And yet, for those who know
Themselves, who wisely take
Their way through life, and bow
To what they cannot break,
Why should I say that life need yield but moderate bliss?

Shall we, with temper spoil'd,
Health sapp'd by living ill,
And judgment all embroil'd
By sadness and self-will,
Shall we judge what for man is not true bliss or is?

Is it so small a thing
To have enjoy'd the sun,
To have lived light in the spring,
To have loved, to have thought, to have done;
To have advanced true friends, and beat down baffling foes—

That we must feign a bliss
Of doubtful future date,
And, while we dream on this,
Lose all our present state,
And relegate to worlds yet distant our repose?

Not much, I know, you prize
What pleasures may be had,
Who look on life with eyes
Estranged, like mine, and sad;
And yet the village-churl feels the truth more than you,

Who's loath to leave this life
Which to him little yields—
His hard-task'd sunburnt wife,
His often-labour'd fields,
The boors with whom he talk'd, the country-spots he knew.

But thou, because thou hear'st
Men scoff at Heaven and Fate,
Because the Gods thou fear'st
Fail to make blest thy state,
Tremblest, and wilt not dare to trust the joys there are!

I say: Fear not! Life still
Leaves human effort scope.
But, since life teems with ill,
Nurse no extravagant hope:
Because thou must not dream, thou need'st not then despair!

A long pause.

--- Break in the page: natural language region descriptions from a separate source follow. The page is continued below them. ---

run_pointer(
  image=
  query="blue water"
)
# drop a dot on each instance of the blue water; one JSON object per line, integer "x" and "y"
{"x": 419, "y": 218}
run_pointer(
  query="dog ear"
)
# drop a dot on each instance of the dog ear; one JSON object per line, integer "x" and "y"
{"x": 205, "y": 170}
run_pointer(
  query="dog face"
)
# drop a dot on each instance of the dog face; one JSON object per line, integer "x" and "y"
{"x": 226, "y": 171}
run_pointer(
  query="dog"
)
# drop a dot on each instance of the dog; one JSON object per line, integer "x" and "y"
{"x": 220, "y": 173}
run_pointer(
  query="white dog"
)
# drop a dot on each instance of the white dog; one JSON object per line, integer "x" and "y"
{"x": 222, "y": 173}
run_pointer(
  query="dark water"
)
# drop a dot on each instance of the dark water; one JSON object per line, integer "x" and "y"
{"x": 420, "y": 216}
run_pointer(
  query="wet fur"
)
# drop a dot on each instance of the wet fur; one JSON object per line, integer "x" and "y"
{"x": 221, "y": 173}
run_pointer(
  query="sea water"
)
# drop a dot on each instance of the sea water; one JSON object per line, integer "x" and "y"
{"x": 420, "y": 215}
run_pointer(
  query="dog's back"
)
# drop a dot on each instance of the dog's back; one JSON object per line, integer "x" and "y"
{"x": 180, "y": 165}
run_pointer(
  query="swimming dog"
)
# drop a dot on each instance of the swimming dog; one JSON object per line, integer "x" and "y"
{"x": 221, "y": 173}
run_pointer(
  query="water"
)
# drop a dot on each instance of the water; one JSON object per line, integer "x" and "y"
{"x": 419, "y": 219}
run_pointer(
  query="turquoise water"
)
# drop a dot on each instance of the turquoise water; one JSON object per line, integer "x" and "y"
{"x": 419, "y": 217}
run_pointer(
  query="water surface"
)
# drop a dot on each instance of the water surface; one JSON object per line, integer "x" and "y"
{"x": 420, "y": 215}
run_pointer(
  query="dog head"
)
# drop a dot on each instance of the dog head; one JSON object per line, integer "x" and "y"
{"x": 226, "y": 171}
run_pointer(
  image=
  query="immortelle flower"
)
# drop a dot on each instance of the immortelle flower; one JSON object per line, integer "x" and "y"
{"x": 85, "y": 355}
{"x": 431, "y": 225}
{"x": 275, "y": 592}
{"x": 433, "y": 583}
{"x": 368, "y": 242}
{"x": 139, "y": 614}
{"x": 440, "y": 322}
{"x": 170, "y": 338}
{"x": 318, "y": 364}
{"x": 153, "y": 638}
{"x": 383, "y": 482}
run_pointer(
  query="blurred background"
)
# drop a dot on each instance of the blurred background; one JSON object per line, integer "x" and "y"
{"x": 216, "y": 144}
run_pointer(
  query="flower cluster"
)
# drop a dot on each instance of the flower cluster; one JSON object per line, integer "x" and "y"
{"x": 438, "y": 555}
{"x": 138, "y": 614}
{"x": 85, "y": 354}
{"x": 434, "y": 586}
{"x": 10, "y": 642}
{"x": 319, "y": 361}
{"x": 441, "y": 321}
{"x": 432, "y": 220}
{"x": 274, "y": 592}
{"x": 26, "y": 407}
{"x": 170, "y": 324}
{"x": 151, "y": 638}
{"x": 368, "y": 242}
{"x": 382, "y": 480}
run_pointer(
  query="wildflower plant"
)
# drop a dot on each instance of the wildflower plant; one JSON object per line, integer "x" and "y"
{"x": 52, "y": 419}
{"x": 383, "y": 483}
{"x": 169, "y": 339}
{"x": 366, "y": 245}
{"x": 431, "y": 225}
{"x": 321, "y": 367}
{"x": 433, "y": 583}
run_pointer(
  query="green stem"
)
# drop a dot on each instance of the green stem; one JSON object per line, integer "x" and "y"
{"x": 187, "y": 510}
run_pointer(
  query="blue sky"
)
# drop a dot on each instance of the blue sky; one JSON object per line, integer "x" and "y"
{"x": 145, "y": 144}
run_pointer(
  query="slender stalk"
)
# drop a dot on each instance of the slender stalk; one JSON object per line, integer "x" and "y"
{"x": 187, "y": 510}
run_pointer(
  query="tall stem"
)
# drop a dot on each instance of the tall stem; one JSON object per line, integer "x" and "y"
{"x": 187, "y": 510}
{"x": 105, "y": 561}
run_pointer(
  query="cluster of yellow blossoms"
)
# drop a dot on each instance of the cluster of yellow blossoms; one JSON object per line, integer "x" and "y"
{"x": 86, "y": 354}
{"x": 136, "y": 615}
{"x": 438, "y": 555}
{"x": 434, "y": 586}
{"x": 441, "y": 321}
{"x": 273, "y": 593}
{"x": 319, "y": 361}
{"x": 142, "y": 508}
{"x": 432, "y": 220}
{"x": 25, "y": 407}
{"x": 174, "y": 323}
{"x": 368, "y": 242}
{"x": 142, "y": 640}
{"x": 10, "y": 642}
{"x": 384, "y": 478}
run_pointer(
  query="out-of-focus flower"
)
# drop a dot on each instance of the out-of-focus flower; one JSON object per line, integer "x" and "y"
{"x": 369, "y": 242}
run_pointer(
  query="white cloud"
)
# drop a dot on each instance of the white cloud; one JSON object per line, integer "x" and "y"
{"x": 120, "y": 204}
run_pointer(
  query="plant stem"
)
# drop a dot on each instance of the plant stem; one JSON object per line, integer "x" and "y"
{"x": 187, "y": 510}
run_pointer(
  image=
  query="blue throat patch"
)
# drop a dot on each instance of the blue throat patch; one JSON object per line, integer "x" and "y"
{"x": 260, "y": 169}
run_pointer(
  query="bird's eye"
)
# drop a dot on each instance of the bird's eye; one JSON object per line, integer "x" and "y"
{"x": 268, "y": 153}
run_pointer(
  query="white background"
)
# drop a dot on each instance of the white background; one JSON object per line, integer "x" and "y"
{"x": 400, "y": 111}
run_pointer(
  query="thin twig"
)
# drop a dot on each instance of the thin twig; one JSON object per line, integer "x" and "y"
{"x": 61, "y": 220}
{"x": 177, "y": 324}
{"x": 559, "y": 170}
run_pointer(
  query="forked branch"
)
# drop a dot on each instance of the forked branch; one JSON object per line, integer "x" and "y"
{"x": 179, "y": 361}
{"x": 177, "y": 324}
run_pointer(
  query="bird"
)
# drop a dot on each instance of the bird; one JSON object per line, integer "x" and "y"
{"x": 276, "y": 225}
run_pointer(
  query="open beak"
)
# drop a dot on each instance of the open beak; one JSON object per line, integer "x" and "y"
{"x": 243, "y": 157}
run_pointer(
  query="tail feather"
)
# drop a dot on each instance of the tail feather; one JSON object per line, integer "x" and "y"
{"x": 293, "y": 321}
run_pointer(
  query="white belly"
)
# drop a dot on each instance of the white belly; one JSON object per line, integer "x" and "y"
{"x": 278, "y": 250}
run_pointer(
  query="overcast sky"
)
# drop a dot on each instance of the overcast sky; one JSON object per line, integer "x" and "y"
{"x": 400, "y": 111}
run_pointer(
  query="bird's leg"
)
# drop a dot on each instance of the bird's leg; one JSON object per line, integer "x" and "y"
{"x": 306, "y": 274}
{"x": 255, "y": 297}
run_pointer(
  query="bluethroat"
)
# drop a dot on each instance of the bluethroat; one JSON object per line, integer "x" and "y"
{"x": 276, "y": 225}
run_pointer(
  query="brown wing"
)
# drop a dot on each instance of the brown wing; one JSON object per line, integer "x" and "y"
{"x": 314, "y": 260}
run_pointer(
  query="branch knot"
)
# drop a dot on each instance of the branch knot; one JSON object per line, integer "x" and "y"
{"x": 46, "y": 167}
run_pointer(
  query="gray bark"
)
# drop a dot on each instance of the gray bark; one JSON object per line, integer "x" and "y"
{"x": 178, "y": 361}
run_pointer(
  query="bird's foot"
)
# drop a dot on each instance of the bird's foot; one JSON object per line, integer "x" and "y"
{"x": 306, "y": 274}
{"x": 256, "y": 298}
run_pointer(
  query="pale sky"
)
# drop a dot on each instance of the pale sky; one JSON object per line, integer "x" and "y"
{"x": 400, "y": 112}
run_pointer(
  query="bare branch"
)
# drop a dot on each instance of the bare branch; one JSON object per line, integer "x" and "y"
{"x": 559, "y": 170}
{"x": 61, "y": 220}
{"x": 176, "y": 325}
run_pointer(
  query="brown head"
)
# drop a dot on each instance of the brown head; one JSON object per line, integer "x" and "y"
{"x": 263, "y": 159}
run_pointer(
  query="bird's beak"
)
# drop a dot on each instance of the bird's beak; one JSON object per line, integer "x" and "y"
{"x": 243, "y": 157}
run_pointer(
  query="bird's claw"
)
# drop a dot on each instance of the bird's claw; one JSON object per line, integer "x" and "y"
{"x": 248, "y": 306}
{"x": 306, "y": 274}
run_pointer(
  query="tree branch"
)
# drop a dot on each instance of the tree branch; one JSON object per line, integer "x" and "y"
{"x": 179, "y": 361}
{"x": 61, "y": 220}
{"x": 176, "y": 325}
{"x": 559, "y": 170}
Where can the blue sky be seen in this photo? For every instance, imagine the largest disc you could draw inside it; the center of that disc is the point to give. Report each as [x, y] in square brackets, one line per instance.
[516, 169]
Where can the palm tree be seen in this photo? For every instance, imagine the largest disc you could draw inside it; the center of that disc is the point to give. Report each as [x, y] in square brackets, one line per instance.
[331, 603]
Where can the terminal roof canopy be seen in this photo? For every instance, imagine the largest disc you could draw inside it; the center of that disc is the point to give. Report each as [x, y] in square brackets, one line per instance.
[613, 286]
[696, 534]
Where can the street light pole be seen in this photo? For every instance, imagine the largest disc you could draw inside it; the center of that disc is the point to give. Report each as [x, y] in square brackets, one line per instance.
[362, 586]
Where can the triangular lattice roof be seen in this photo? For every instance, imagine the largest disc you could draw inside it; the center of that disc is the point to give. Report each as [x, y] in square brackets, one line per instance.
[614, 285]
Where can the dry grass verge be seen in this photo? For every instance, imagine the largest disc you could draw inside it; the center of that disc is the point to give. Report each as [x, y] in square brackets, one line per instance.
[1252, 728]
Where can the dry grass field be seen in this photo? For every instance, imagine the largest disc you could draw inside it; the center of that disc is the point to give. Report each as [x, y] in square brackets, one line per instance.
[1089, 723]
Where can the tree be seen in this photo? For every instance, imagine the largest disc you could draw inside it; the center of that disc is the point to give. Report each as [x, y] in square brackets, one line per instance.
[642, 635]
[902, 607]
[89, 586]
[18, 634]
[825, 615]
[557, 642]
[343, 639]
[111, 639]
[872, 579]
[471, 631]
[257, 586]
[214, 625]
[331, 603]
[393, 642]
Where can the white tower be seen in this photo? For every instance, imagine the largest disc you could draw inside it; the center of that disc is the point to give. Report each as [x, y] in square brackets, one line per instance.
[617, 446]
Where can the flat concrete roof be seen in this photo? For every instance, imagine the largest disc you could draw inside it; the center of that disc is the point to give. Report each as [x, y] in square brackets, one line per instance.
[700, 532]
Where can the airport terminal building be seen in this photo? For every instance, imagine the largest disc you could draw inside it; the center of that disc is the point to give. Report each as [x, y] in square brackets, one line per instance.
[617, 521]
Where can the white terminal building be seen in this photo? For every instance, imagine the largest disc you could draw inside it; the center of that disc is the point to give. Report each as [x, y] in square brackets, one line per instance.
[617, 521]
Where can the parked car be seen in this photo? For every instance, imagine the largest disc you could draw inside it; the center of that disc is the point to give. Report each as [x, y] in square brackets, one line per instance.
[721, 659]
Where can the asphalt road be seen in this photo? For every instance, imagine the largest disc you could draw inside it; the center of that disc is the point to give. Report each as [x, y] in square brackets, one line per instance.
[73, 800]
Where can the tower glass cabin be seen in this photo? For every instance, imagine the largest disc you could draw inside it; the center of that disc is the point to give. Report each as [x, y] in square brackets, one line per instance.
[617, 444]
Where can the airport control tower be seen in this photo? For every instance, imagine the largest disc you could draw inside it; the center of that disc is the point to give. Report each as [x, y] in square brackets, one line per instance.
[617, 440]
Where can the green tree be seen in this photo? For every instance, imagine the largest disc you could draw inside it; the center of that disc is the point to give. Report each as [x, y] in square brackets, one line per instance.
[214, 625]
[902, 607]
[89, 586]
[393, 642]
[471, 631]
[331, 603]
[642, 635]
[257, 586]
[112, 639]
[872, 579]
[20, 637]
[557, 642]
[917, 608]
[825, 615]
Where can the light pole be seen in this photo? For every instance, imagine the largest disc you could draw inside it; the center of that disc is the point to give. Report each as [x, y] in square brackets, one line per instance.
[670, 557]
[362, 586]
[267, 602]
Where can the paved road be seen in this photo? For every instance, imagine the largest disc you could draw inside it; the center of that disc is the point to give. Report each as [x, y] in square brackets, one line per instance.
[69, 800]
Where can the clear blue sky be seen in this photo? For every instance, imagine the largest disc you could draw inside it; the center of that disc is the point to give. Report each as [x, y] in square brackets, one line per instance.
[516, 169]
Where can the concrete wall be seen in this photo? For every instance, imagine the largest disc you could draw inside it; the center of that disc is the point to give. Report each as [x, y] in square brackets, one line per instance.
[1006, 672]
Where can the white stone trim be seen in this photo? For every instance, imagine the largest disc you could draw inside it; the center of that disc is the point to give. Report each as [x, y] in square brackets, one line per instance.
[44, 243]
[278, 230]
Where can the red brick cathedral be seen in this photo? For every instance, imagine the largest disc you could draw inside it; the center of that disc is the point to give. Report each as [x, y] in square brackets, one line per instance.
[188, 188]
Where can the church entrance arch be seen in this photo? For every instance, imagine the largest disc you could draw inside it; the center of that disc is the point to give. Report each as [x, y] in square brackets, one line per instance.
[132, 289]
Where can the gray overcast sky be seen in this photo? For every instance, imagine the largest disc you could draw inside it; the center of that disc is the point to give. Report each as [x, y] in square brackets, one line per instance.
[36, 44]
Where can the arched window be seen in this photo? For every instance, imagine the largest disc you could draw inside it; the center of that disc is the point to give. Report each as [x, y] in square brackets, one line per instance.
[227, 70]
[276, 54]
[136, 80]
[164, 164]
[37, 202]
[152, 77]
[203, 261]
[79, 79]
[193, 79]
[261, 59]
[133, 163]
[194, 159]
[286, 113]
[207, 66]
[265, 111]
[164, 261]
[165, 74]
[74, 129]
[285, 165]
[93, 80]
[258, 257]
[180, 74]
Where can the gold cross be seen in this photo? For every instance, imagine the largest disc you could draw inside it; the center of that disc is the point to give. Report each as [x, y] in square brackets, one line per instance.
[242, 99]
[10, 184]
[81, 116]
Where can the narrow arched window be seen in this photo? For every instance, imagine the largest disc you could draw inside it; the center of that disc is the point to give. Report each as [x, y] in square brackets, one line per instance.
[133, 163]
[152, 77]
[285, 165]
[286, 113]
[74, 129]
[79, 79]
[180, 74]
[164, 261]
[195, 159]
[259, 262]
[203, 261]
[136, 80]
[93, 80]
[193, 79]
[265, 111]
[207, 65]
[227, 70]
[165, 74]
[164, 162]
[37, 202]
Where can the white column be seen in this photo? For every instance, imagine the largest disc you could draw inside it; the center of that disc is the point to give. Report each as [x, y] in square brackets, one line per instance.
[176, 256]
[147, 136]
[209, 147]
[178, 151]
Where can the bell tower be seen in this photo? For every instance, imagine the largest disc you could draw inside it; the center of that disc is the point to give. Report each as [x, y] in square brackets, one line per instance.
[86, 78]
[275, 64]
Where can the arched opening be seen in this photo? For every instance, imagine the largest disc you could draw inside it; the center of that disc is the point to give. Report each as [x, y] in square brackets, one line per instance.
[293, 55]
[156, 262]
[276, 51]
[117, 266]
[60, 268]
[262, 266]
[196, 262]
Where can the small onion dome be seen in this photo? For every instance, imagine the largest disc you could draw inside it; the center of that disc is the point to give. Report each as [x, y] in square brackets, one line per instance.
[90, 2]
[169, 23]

At the end of it the notes of a harp
below are again heard, and Callicles sings:—

Far, far from here,
The Adriatic breaks in a warm bay
Among the green Illyrian hills; and there
The sunshine in the happy glens is fair,
And by the sea, and in the brakes.
The grass is cool, the sea-side air
Buoyant and fresh, the mountain flowers
More virginal and sweet than ours.
And there, they say, two bright and aged snakes,
Who once were Cadmus and Harmonia,
Bask in the glens or on the warm sea-shore,
In breathless quiet, after all their ills;
Nor do they see their country, nor the place
Where the Sphinx lived among the frowning hills,
Nor the unhappy palace of their race,
Nor Thebes, nor the Ismenus, any more.